Nicolas Sarkozy miał dziś przyjechać do Polski, a o randze wizyty miała świadczyć obecność francuskiego premiera i co najmniej sześciu ministrów. Wizytę odłożono jednak o kilka dni. Najprawdopodobniej dojdzie do niej 9 maja.
Jako oficjalny powód zmiany dzisiejszego terminu podano... udział prezydenta Francji w pogrzebie wybitnego francuskiego poety Aimé’a Césaire’a, który odbył się w ostatnią niedzielę. Według dziennika „Le Figaro” prawdziwą przyczyną był jednak spór między rządem Donalda Tuska i prezydentem Lechem Kaczyńskim o program wizyty. Premier miał być niezadowolony, że najważniejsze rozmowy przypadły prezydentowi.
– To wymysł prasowy. Wierzę w szczere intencje Donalda Tuska w sprawach polityki zagranicznej i nie sądzę, by to szef rządu ponosił winę za odłożenie szczytu – mówił Michał Kamiński, minister w Kancelarii Prezydenta. Jego zdaniem Polska zrobiła wszystko, by szczyt był symbolem dobrych stosunków polsko-francuskich i dowodem, że polska polityka zagraniczna jest zjednoczona, a prezydent i premier dobrze współpracują. Również Tusk zaprzeczył, jakoby przesunięcie wizyty było związane z sytuacją w Polsce. – Łączy się to z konkretnym wydarzeniem we Francji i koniecznością obecności pana prezydenta Sarkozy’ego – mówił szef rządu.Za merytoryczną stronę prezydenckich wizyt odpowiada MSZ, ale główny ciężar ich organizacji spoczywa na Kancelarii Prezydenta. Ponieważ prezydent Francji ma uprawnienia pokrywające się z uprawnieniami polskiego premiera, a także z powodu obecności w delegacji szefa francuskiego rządu, pałac musiał skonsultować program z kancelarią Donalda Tuska.
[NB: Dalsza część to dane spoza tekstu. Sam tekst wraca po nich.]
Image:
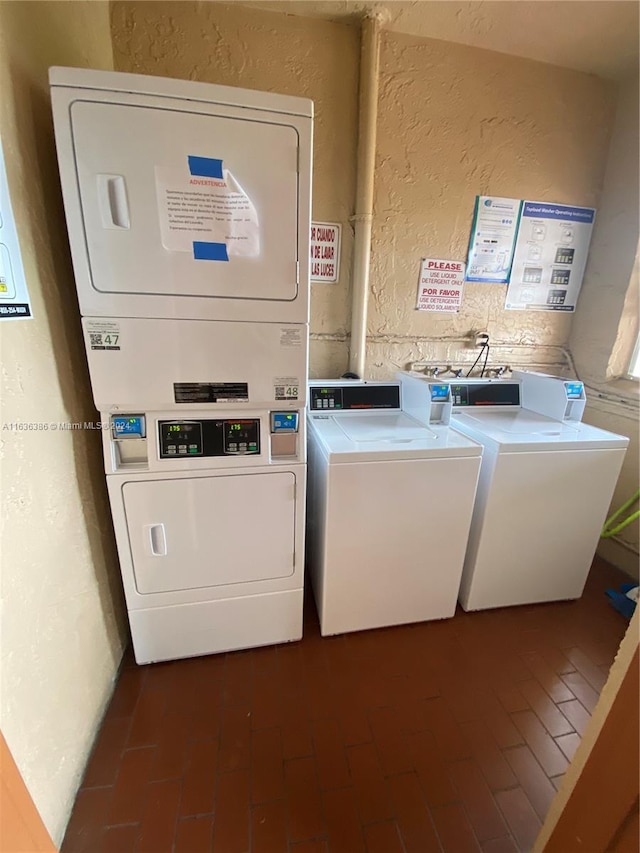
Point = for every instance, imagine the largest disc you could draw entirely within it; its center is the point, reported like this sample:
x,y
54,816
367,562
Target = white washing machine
x,y
545,486
208,512
389,506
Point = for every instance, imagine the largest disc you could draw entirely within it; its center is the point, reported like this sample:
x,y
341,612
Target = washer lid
x,y
520,430
379,437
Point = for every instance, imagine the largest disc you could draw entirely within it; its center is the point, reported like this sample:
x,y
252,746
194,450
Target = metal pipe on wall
x,y
363,218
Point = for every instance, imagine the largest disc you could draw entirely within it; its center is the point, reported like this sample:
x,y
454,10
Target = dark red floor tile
x,y
158,828
267,766
541,743
343,825
577,715
194,835
121,839
479,804
232,824
490,759
235,738
268,828
581,689
431,771
500,845
454,829
90,814
412,815
371,790
304,808
107,754
532,778
171,751
569,744
198,787
442,724
547,712
130,788
589,670
383,838
147,719
519,814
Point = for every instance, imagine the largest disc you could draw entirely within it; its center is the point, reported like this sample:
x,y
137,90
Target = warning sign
x,y
325,251
440,285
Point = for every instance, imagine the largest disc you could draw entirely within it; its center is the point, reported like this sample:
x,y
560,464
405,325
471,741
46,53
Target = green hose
x,y
608,531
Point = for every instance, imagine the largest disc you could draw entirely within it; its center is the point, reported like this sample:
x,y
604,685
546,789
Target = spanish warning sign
x,y
440,285
325,251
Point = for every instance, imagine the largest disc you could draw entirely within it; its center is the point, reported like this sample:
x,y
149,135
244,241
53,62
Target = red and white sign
x,y
440,286
325,251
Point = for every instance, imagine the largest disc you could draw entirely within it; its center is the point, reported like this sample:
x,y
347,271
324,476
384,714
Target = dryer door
x,y
210,531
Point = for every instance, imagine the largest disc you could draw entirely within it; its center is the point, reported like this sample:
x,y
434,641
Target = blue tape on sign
x,y
210,252
205,167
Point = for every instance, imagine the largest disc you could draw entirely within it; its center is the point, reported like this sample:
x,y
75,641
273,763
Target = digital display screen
x,y
574,390
439,393
128,426
491,394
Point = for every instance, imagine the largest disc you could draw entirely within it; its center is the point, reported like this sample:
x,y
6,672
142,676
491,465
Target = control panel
x,y
209,437
345,397
499,393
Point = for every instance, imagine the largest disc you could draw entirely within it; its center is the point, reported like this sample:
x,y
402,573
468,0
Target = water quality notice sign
x,y
325,251
440,286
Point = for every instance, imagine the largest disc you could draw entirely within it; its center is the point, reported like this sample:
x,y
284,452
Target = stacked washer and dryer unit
x,y
188,210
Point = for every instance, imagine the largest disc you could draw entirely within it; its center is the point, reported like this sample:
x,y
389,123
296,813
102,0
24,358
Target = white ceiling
x,y
596,36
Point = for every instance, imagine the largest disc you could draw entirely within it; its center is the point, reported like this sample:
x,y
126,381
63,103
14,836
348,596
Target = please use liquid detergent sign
x,y
440,286
325,251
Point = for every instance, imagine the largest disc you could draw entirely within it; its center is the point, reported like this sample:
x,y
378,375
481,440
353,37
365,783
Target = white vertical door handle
x,y
113,202
156,539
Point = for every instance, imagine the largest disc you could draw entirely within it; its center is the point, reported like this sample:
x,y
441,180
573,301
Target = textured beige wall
x,y
61,639
235,46
454,122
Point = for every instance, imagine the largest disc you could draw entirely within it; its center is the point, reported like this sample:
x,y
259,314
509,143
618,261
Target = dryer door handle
x,y
156,539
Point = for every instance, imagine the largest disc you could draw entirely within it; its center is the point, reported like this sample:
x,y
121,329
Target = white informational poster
x,y
441,285
204,210
550,257
14,297
325,251
493,237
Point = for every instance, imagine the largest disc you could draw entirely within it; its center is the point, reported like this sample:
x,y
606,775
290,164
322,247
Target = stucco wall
x,y
454,121
62,617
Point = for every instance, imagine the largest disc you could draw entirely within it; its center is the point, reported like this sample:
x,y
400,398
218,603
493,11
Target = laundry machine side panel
x,y
541,525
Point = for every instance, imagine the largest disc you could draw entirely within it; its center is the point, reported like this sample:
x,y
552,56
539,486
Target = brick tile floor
x,y
442,736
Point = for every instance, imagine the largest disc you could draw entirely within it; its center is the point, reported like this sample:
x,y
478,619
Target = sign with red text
x,y
325,251
440,286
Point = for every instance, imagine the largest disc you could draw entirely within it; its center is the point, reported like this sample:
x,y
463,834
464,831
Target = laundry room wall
x,y
605,325
454,121
62,613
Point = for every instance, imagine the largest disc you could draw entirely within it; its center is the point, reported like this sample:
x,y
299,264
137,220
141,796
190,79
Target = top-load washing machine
x,y
389,505
545,485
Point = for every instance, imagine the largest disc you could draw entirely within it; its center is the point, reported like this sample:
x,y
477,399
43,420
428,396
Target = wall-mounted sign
x,y
440,286
550,257
14,298
493,237
325,251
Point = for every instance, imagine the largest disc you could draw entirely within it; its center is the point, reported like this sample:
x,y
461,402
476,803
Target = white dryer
x,y
545,486
389,506
208,512
184,200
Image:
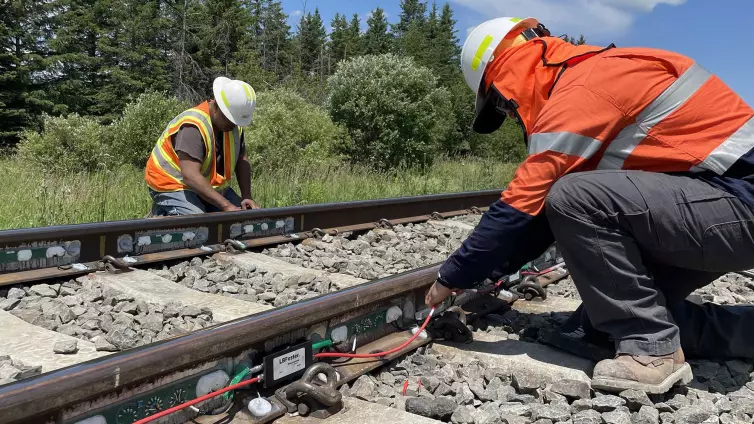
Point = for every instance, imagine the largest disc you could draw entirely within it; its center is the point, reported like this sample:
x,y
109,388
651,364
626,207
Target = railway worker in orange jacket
x,y
193,162
641,167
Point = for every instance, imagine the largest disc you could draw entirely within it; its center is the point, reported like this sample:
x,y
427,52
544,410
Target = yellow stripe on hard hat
x,y
480,52
249,94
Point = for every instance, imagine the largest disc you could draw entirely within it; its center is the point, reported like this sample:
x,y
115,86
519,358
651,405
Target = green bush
x,y
506,144
395,112
66,144
289,130
135,133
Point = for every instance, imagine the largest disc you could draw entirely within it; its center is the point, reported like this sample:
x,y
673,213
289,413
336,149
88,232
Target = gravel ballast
x,y
112,320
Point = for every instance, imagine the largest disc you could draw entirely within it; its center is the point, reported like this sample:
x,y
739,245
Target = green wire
x,y
237,379
322,343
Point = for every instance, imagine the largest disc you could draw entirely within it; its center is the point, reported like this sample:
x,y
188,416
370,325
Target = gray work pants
x,y
186,202
638,243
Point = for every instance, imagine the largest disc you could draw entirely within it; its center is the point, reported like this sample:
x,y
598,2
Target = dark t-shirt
x,y
189,140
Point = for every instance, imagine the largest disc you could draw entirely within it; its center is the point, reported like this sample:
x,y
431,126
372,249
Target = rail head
x,y
41,397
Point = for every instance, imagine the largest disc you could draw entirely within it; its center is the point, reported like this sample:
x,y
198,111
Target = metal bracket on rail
x,y
318,232
384,223
112,264
232,245
309,396
451,326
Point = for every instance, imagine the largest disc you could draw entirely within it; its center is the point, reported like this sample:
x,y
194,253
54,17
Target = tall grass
x,y
30,197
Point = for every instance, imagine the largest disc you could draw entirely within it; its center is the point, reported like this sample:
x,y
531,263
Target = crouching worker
x,y
641,166
191,167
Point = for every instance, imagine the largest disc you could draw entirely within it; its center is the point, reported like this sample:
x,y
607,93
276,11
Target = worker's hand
x,y
249,204
230,207
437,293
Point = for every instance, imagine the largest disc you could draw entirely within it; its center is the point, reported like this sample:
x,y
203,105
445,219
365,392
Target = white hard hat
x,y
236,99
481,44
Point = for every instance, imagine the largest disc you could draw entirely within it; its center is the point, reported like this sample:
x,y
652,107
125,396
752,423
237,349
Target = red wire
x,y
195,401
377,355
255,379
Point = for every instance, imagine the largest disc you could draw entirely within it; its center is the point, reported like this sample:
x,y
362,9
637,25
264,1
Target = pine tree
x,y
353,37
275,42
377,39
338,37
311,43
22,50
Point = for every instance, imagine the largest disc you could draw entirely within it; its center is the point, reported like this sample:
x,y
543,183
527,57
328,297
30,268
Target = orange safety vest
x,y
586,108
163,170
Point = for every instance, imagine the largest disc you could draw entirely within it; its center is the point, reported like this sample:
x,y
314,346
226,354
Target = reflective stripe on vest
x,y
163,171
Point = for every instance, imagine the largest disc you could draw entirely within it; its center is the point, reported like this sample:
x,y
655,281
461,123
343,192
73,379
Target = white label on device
x,y
289,363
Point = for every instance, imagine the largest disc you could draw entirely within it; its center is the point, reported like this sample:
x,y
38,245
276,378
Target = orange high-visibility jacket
x,y
586,108
163,170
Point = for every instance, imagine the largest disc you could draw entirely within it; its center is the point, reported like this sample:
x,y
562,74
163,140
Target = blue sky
x,y
710,31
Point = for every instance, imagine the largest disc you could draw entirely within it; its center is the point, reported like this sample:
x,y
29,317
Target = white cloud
x,y
593,18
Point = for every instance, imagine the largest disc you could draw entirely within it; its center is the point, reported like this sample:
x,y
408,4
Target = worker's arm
x,y
192,177
243,174
569,131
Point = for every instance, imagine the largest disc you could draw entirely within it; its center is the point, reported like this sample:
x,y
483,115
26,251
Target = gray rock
x,y
190,311
9,372
526,382
123,338
678,401
462,416
742,406
512,408
616,417
16,293
484,417
588,416
635,399
44,290
153,322
663,407
607,403
8,304
465,396
514,419
692,415
443,408
723,405
549,412
430,382
419,406
647,415
575,389
580,405
667,417
363,388
66,347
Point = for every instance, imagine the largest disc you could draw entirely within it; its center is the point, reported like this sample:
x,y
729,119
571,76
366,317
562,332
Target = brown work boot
x,y
651,374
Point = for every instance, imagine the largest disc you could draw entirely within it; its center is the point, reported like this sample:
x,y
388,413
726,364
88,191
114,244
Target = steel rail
x,y
39,397
45,252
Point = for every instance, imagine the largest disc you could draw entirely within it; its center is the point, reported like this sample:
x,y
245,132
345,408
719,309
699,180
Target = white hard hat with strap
x,y
480,45
236,100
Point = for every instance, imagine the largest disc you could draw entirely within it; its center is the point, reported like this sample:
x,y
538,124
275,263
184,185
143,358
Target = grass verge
x,y
31,197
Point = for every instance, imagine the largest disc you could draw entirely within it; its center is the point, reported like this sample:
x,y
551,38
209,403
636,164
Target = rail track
x,y
247,295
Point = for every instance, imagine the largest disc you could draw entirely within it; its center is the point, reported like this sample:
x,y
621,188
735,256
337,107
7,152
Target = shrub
x,y
393,109
505,144
135,133
66,144
288,130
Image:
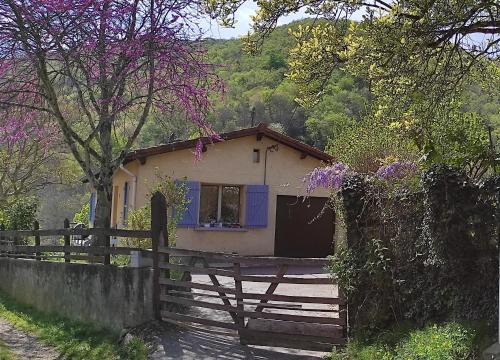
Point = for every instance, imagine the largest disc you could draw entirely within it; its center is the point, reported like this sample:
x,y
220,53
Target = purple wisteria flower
x,y
396,170
330,177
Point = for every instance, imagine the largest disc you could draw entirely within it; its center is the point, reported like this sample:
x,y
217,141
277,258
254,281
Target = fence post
x,y
67,255
107,245
343,313
2,239
159,237
239,295
36,226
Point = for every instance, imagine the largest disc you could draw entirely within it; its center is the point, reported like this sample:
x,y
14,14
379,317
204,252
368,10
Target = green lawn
x,y
72,339
5,353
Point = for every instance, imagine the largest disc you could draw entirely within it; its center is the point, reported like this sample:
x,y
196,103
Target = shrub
x,y
83,216
426,256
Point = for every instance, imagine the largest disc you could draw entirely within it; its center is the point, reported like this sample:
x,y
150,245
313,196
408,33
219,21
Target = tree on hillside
x,y
98,67
417,56
24,151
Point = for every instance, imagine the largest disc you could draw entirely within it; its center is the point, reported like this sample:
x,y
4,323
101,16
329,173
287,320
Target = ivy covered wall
x,y
423,253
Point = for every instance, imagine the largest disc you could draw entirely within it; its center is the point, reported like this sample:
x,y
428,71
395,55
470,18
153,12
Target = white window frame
x,y
219,200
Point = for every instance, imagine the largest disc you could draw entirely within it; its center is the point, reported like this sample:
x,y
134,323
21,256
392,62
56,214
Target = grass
x,y
72,339
5,353
448,341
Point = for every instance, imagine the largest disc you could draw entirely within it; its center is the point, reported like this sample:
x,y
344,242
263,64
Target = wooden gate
x,y
268,301
284,302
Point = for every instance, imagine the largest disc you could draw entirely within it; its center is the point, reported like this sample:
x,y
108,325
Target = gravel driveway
x,y
204,343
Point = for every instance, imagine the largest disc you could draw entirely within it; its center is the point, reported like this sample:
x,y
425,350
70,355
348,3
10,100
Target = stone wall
x,y
110,296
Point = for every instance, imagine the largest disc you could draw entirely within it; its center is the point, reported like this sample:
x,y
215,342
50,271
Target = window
x,y
220,204
256,155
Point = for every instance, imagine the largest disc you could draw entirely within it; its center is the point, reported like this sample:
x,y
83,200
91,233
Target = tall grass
x,y
72,339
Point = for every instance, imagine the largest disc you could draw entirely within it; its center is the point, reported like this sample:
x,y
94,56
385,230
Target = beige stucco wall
x,y
229,162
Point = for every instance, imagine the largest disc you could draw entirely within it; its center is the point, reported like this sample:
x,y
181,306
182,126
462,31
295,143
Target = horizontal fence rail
x,y
77,232
10,247
300,319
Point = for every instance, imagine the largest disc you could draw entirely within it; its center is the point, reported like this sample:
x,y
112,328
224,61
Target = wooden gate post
x,y
159,238
2,239
36,226
239,295
67,255
343,313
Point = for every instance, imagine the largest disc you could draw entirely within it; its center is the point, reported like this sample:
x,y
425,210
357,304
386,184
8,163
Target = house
x,y
245,194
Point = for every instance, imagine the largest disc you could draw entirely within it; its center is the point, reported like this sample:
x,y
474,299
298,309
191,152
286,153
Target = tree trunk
x,y
102,212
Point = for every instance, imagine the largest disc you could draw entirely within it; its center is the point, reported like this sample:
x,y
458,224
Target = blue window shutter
x,y
92,208
125,202
190,217
257,206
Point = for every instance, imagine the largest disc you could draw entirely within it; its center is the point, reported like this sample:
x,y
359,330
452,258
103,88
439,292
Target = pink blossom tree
x,y
24,153
97,68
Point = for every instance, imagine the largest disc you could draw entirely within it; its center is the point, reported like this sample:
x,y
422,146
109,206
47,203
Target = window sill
x,y
200,228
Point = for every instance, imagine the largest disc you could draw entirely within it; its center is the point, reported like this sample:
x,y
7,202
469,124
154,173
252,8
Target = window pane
x,y
230,210
209,199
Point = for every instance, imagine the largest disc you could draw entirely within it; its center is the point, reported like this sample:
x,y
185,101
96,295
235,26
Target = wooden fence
x,y
293,304
9,246
310,313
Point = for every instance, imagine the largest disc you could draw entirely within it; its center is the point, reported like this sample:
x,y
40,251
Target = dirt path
x,y
24,346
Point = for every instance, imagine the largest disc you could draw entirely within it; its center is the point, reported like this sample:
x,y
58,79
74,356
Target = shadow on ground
x,y
190,344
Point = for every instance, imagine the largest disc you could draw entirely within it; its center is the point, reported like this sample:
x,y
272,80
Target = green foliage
x,y
73,339
5,353
139,219
450,341
83,215
20,215
409,250
365,145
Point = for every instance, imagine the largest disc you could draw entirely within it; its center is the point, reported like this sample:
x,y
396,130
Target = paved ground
x,y
181,344
202,343
24,346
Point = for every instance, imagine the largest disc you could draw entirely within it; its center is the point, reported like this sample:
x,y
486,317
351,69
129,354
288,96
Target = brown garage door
x,y
300,229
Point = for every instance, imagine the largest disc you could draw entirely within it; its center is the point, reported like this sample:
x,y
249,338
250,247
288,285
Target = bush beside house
x,y
422,253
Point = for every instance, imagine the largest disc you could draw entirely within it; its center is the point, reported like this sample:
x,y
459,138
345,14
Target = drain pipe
x,y
269,149
134,183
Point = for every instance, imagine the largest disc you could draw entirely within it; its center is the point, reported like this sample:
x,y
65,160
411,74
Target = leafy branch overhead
x,y
95,66
409,50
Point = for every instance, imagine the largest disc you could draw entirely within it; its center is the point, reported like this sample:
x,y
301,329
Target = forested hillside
x,y
257,90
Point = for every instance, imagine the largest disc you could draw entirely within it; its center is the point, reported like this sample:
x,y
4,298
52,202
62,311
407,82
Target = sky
x,y
243,23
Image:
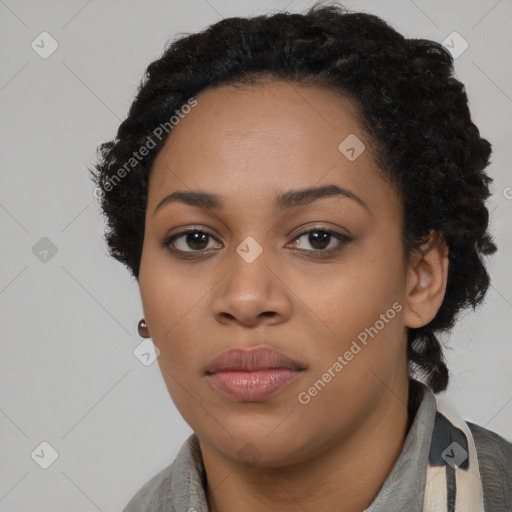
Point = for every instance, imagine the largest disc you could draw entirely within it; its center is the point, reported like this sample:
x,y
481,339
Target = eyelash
x,y
196,254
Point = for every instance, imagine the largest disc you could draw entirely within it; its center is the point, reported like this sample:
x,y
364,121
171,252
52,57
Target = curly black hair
x,y
411,106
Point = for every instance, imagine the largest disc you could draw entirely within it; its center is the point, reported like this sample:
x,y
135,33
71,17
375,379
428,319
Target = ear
x,y
427,275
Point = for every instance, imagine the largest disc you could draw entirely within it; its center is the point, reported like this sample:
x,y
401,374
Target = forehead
x,y
256,139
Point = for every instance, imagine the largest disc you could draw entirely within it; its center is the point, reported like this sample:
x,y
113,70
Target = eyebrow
x,y
283,201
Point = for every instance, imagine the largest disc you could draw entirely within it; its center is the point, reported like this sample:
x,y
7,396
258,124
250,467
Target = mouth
x,y
252,375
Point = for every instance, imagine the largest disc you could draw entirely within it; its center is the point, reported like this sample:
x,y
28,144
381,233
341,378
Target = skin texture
x,y
248,144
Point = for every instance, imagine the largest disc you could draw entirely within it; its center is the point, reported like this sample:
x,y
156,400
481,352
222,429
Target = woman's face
x,y
249,277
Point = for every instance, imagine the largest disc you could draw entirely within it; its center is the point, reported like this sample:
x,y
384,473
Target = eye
x,y
321,239
193,242
195,239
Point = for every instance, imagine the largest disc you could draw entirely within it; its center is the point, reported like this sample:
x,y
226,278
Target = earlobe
x,y
427,275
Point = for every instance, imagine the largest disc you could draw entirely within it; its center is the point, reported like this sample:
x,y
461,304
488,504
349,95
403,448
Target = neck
x,y
346,477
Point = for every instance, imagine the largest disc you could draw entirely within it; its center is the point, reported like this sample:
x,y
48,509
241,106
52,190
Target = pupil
x,y
196,238
314,239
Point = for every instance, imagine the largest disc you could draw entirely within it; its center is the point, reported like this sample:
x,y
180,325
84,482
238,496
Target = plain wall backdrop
x,y
69,376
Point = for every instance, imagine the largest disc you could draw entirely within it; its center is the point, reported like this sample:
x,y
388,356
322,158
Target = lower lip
x,y
252,386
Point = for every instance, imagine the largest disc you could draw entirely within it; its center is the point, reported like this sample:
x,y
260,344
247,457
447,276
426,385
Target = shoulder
x,y
495,463
147,497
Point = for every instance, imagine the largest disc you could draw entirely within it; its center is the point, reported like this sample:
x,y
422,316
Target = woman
x,y
301,199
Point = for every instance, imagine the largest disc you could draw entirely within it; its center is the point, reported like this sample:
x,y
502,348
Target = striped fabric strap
x,y
453,481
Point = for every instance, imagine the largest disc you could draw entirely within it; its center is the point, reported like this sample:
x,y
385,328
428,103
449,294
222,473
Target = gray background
x,y
69,323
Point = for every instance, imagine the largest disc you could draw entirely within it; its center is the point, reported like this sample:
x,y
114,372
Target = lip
x,y
252,374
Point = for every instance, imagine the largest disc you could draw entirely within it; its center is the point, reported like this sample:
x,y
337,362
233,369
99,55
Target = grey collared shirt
x,y
181,486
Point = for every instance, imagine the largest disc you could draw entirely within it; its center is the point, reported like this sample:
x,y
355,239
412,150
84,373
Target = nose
x,y
253,292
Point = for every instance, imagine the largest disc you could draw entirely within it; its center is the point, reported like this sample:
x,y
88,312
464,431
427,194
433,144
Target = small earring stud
x,y
143,329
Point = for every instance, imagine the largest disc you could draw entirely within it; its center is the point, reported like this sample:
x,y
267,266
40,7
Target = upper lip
x,y
243,359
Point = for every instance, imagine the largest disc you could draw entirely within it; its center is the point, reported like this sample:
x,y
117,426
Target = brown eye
x,y
320,240
189,241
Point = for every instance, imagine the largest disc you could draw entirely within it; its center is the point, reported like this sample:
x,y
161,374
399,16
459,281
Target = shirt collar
x,y
184,487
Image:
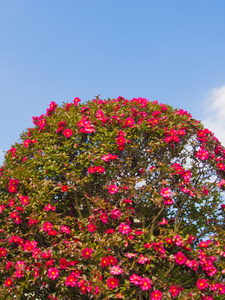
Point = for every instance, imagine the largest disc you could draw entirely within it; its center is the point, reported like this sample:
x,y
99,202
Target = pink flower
x,y
135,279
142,259
19,273
156,295
20,265
92,227
49,207
104,218
113,189
180,258
116,270
64,188
65,229
121,141
76,101
47,226
166,192
207,297
67,133
53,273
130,255
202,284
124,229
104,262
129,122
71,280
24,200
86,252
202,154
8,282
174,290
3,252
115,213
112,282
145,284
164,222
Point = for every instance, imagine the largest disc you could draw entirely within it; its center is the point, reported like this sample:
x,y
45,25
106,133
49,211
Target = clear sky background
x,y
172,51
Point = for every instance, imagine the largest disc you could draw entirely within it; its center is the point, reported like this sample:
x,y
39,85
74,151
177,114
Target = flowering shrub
x,y
113,199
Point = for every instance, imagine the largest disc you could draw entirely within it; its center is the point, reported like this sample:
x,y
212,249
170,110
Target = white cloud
x,y
215,113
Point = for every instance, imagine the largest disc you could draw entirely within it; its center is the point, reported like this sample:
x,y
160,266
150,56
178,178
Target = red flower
x,y
166,192
86,252
3,252
112,282
129,122
135,279
67,133
145,284
113,189
124,228
202,284
121,141
112,260
104,262
8,282
64,188
180,258
47,226
174,290
53,273
156,295
104,218
71,280
92,227
76,101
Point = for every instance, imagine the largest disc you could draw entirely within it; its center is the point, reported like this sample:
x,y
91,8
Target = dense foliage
x,y
113,199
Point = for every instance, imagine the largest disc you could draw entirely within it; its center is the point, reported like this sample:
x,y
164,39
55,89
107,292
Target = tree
x,y
113,199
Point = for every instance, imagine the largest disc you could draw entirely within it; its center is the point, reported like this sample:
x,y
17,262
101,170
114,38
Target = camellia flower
x,y
202,154
104,218
207,297
135,279
53,273
113,189
145,284
67,133
124,228
115,213
64,188
156,295
166,192
116,270
142,259
71,280
174,290
112,282
104,262
86,252
65,229
76,101
8,282
3,252
92,227
164,222
47,226
202,284
180,258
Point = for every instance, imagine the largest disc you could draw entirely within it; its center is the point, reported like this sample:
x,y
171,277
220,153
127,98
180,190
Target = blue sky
x,y
166,50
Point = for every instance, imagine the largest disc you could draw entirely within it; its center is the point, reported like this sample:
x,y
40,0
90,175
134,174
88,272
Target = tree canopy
x,y
113,199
Jak udało się ustalić „Rz”, podczas przygotowywania wizyty rzeczywiście pojawiły się pewne rozbieżności. Otoczeniu premiera nie spodobał się pomysł zorganizowania konferencji prasowej prezydentów i premierów w Pałacu Prezydenckim. Wolało, by odbyła się w Łazienkach Królewskich. Przedstawiciele pałacu nieoficjalnie sugerują, że Kancelaria Premiera nie chce, aby cały splendor związany z wizytą francuskiego przywódcy spłynął na Lecha Kaczyńskiego. – To absurd. Tu chodzi o polską rację stanu i na takie małostkowości nie ma miejsca – mówi „Rz” Krzysztof Lisek z PO, szef Sejmowej Komisji Spraw Zagranicznych.
Dyplomaci, z którymi rozmawiała „Rz”, są jednak zgodni, że nawet jeśli doszło do sporów, to jest to zbyt błahy powód, aby odwoływać wizytę na takim szczeblu.